Pédagogie et spiritualité
Une biographie de Vera Barclay signée Fiona Mercey et intitulée Le Grand Jeu de l’enfance, est parue en 2016 chez Carrick-France. Le titre est bien choisi. On peut le vérifier dans trois livres d’elle traduits en français et réédités en 1988 et 1989 chez CLD : Le Louvetisme et la formation du caractère, Jeux pour louveteaux, et Sagesse de la jungle (Le livre des chefs de meute).
Sa pédagogie pour le développement de l’enfant et de l’adolescent mise, d’une part sur leur curiosité et leur capacité d’émerveillement, et d’autre part sur le jeu qui donne un but et fait découvrir et assimiler des règles.

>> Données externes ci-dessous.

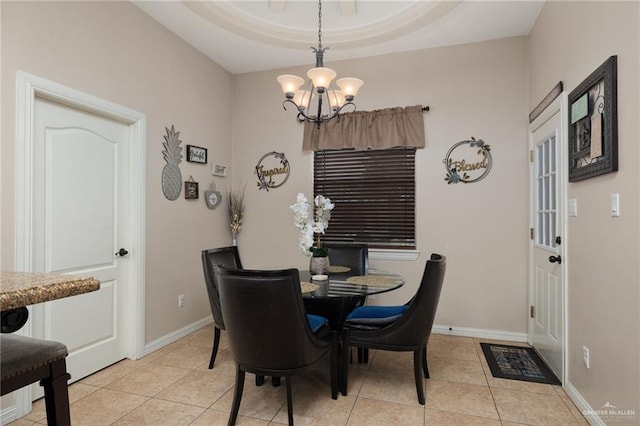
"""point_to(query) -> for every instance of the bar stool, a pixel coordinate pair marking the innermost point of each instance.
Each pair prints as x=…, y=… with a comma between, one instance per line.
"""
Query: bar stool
x=24, y=360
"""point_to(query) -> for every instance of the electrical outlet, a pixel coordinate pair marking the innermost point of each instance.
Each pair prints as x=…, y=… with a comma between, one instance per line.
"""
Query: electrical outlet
x=585, y=356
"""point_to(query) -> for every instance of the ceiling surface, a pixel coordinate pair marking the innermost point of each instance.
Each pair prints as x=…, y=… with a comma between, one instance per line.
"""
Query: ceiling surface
x=255, y=35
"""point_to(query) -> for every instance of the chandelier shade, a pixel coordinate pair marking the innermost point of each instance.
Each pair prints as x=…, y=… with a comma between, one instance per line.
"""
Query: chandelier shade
x=319, y=100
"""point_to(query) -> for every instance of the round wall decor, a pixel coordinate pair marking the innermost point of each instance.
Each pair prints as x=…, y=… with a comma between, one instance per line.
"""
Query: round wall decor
x=272, y=170
x=468, y=161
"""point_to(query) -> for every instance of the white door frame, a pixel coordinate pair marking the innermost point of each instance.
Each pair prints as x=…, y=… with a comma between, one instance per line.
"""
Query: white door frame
x=559, y=104
x=28, y=87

Pour autant que l’on puisse résumer ses idées, sa pédagogie, très en avance sur son temps, consiste à miser, pour le développement de l’enfant et de l’adolescent, d’une part sur leur curiosité et leur capacité d’émerveillement, et d’autre part sur le jeu qui donne un but et fait découvrir et assimiler des règles. Cette formation repose elle-même sur une anthropologie qui est aussi une spiritualité, où la nature s’avère l’œuvre du Créateur et le prochain comme une créature à aimer en l’aidant librement. C’est bien sûr ce qui est vécu au sein de tant de meutes, troupes, unités et groupes. Mais il reste éclairant de le trouver explicitement formulé aussi nettement il y a bientôt cent ans maintenant chez celle qui a ouvert le scoutisme aux plus jeunes, aux filles et aux catholiques.